YAML Prompting Basics
YAML is more human-readable than JSON and supports comments. It's the standard for configuration files, especially in DevOps (Docker, Kubernetes, GitHub Actions).
Simple YAML Output
YAML uses indentation instead of braces. Provide a template showing the expected structure.
Generate a configuration file in YAML format:
server:
host: string
port: number
ssl: boolean
database:
type: string
connection_string: string
Requirements: Production server on port 443 with SSL, PostgreSQL database
Output:
server:
host: "0.0.0.0"
port: 443
ssl: true
database:
type: "postgresql"
connection_string: "postgresql://user:pass@localhost:5432/prod"
Complex YAML Structures
For complex configurations, be specific about requirements. The model knows common patterns for tools like GitHub Actions, Docker Compose, and Kubernetes.
Generate a GitHub Actions workflow in YAML:
Requirements:
- Trigger on push to main and pull requests
- Run on Ubuntu latest
- Steps: checkout, setup Node 18, install dependencies, run tests
- Cache npm dependencies
Type Definitions in Prompts
Type definitions give the model a precise contract for output structure. They're more explicit than examples and easier to validate programmatically.
Using TypeScript-like Types
TypeScript interfaces are familiar to developers and precisely describe optional fields, union types, and arrays. The prompts.chat platform uses this approach for structured prompts.
Use a TypeScript interface to extract structured data.
Extract data according to this type definition:
interface ChatPersona {
name?: string;
role?: string;
tone?: "professional" | "casual" | "friendly" | "technical";
expertise?: string[];
personality?: string[];
background?: string;
}
Return as JSON matching this interface.
Description: "A senior software engineer named Alex who reviews code. They're analytical and thorough, with expertise in backend systems and databases. Professional but approachable tone."JSON Schema Definition
JSON Schema is a formal specification for describing JSON structure. It's supported by many validation libraries and API tools.

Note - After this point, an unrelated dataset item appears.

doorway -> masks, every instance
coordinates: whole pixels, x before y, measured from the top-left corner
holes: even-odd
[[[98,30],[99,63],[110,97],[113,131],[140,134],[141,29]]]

JSON Schema provides constraints like min/max values, required fields, and regex patterns:
Extract data according to this JSON Schema:
{
"$schema": "http://json-schema.org/draft-07/schema#",
"type": "object",
"required": ["title", "author", "year"],
"properties": {
"title": { "type": "string" },
"author": { "type": "string" },
"year": { "type": "integer", "minimum": 1000, "maximum": 2100 },
"genres": {
"type": "array",
"items": { "type": "string" }
},
"rating": {
"type": "number",
"minimum": 0,
"maximum": 5
}
}
}
Book: "1984 by George Orwell (1949) - A dystopian masterpiece.
Genres: Science Fiction, Political Fiction. Rated 4.8/5"
Handling Arrays
Arrays require special attention. Specify whether you need a fixed number of items or a variable-length list, and how to handle empty cases.
Fixed-Length Arrays
When you need exactly N items, state it explicitly. The model will ensure the array has the right length.
Extract exactly 3 key points as JSON:
{
"key_points": [
"string (first point)",
"string (second point)",
"string (third point)"
]
}
Article: [article text]
Variable-Length Arrays
For variable-length arrays, specify what to do when there are zero items. Including a count field helps verify extraction completeness.
Extract all mentioned people as JSON:
{
"people": [
{
"name": "string",
"role": "string or null if not mentioned"
}
],
"count": number
}
If no people are mentioned, return empty array.
Text: [text]
Enum Values and Constraints
Enums restrict values to a predefined set. This is crucial for classification tasks and anywhere you need consistent, predictable outputs.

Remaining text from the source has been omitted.